The #1 thing I wanted to do in my 1 day refresh was to sew new curtains…to start from scratch and to hang TWO panels! I sourced fabric and prices were upwards of $300…which is pretty common for custom (and tall) curtains. But I wanted to keep things budget friendly so I chose to go the unconventional route – drop cloths!
I turned drop cloths into curtains and I’m really happy with the outcome.
Step 1 – Cut The Fabric
Typically curtains are 54” wide and I like to double up curtains for a fuller look. So I purchased two canvas drop cloths and cut them as close to 108” wide as possible. (My canvases had a seam at 98” so I just cut them there.)
You may also need to cut the length of the curtains depending on how tall your ceiling is. (TIP: measure the length of the curtains you need and add roughly 8” to account for your top and bottom hems.)
Step 2 – Hem The Sides
I like a 1” hem and I folded the sides in twice so there weren’t any raw edges exposed. Sew along the entire side and repeat on the other side.
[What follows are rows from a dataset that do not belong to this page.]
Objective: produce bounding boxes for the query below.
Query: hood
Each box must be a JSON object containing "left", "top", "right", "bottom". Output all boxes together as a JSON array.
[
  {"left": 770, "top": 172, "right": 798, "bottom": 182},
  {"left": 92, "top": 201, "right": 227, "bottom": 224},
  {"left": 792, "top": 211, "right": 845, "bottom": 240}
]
If you cut the length of your fabric, go ahead and hem that side with a 1 inch (or less) hem. (Just fold the fabric once opposed to twice for this side.)
Step 3 – Attach The Heading Tape
Fold down the top of your fabric a little wider than your heading tape and pin the header onto the fabric. My header was roughly 4” total. (TIP: for a clean edge, hem the heading tape before sewing it onto the fabric.)
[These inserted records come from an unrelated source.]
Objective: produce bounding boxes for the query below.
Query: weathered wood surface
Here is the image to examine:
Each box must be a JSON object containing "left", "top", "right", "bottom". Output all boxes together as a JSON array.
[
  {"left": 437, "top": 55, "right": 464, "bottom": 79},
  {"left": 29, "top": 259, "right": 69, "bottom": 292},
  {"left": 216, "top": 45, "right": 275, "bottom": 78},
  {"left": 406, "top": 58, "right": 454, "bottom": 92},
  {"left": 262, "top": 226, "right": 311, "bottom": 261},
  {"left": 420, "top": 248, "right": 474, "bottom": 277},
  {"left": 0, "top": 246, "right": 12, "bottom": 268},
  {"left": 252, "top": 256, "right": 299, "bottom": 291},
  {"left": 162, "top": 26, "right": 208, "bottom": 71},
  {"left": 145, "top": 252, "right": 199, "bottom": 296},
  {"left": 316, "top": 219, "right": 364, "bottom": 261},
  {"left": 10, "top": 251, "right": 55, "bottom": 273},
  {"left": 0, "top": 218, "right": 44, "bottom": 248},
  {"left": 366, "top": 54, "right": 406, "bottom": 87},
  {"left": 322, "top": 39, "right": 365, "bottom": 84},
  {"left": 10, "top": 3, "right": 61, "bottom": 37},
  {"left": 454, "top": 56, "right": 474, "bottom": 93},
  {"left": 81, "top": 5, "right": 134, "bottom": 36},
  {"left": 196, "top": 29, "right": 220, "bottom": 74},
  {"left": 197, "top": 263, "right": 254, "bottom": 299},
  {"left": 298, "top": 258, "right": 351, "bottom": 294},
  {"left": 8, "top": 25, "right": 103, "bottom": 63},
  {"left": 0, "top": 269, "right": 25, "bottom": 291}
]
Sew the heading tape onto the fabric.
Step 4 – Attach The Pleat Hooks
My hooks are from Ikea, but these hooks would do the same thing!
I attached one hook on the end and then spaced them roughly 14 slots apart. For a pleated header, leave a gap with each hook like in the photo above.
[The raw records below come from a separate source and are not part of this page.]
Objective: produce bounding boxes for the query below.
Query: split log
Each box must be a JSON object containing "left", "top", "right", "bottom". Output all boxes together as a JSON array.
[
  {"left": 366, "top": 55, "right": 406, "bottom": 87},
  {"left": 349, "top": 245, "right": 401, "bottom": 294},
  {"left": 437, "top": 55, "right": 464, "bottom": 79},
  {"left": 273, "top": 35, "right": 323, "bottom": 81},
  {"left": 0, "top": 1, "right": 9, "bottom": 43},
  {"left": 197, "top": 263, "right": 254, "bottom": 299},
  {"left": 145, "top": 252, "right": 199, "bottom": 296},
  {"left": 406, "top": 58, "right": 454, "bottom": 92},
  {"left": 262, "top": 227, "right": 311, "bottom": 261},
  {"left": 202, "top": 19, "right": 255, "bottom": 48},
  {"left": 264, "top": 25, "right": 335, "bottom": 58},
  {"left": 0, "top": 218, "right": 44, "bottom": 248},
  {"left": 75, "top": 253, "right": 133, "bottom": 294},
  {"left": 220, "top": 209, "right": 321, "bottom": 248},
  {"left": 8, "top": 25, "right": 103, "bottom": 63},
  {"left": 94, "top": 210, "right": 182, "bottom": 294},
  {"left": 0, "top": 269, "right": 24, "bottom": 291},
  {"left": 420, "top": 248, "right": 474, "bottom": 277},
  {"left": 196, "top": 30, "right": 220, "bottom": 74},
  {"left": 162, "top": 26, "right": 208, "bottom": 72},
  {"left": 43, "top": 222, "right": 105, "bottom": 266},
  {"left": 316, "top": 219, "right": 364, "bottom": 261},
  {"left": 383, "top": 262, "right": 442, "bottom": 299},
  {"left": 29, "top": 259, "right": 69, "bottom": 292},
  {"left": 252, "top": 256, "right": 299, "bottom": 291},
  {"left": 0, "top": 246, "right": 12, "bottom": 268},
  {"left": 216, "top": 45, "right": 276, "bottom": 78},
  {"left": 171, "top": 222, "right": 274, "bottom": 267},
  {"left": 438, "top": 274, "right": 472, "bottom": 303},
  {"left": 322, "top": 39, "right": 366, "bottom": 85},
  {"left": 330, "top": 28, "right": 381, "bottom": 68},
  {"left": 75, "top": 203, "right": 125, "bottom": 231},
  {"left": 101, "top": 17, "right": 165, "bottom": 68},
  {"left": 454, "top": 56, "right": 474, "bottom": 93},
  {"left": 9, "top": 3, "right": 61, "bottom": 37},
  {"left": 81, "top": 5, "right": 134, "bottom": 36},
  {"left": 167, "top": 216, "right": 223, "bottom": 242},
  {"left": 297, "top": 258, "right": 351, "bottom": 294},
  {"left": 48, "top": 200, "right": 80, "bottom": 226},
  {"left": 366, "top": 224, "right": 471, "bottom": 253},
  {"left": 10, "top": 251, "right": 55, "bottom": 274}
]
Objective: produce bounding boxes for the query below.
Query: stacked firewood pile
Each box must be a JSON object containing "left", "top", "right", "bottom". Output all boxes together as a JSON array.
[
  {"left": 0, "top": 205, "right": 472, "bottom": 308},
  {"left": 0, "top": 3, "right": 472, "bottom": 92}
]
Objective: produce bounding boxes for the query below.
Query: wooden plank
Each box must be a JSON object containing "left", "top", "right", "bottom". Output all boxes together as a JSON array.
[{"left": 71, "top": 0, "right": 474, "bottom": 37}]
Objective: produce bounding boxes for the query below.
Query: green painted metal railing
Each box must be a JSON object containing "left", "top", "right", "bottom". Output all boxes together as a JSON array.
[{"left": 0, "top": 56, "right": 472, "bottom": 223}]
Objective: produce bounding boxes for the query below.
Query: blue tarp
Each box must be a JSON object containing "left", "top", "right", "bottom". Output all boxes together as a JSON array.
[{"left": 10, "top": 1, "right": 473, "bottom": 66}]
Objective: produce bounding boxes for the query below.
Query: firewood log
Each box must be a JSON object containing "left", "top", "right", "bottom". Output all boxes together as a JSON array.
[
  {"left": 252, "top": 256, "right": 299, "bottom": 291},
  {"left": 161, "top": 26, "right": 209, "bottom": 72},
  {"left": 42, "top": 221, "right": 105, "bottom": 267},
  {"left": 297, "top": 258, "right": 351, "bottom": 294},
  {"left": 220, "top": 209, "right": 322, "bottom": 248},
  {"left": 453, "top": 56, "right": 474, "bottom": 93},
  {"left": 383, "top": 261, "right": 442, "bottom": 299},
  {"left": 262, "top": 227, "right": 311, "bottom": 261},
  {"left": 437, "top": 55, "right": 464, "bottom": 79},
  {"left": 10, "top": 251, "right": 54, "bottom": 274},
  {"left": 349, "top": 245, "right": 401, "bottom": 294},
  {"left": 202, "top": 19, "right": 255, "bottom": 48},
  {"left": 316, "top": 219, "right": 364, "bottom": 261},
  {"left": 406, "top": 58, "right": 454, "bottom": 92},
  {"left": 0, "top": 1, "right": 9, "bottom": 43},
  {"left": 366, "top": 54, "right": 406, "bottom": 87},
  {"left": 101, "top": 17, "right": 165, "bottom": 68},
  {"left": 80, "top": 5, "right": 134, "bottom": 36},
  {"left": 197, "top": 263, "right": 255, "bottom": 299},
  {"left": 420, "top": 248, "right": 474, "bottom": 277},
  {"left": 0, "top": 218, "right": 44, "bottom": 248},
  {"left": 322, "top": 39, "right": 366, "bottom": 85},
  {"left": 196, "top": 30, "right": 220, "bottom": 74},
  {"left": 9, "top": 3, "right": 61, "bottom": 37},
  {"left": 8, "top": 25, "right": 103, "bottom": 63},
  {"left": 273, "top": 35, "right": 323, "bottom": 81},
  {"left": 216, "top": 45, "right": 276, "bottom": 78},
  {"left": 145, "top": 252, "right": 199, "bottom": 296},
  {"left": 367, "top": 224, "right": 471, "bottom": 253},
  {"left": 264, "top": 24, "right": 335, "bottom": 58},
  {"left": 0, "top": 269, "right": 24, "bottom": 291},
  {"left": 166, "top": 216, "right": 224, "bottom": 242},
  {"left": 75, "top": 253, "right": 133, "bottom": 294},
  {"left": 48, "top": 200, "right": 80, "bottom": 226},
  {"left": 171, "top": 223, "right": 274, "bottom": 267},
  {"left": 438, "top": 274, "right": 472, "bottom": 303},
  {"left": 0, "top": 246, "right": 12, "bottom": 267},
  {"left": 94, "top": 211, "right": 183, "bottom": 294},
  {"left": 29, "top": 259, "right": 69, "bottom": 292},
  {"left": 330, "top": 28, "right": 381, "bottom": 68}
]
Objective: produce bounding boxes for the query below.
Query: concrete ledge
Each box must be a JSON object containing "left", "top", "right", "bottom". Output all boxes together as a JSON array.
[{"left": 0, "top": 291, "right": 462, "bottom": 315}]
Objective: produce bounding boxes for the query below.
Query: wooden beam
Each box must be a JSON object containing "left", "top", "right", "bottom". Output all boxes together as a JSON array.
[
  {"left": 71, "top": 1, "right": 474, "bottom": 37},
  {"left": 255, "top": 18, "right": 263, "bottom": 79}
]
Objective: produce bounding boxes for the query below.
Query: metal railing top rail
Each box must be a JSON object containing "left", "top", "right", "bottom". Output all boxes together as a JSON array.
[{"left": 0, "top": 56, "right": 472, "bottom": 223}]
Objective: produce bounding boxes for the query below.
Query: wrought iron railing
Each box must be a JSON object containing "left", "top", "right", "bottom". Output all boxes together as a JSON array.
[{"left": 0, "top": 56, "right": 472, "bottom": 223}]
Step 5 – Hang And Measure For Your Bottom Hem
I like to leave the bottom hem until the end to make sure I get the length perfect. With the curtains hanging, fold the fabric up until the fabric is roughly 1/8” off the floor. You can either pin the fabric while it hangs or just measure how much you need to fold the fabric up and pin later. If you pin later, measure in a few spots in case your floor slopes and the length needs to change.
Then take your curtains down and sew the bottom hem. Mine was roughly 4” tall.
Step 6 – Hang Them For Good!
I think the key to elevating drop cloth curtains is in how they hang which is why I chose to attach a header and pleating hooks. Having clean folds with curtain rings instantly takes any curtain up a notch. But before you hang them, they may need to be ironed.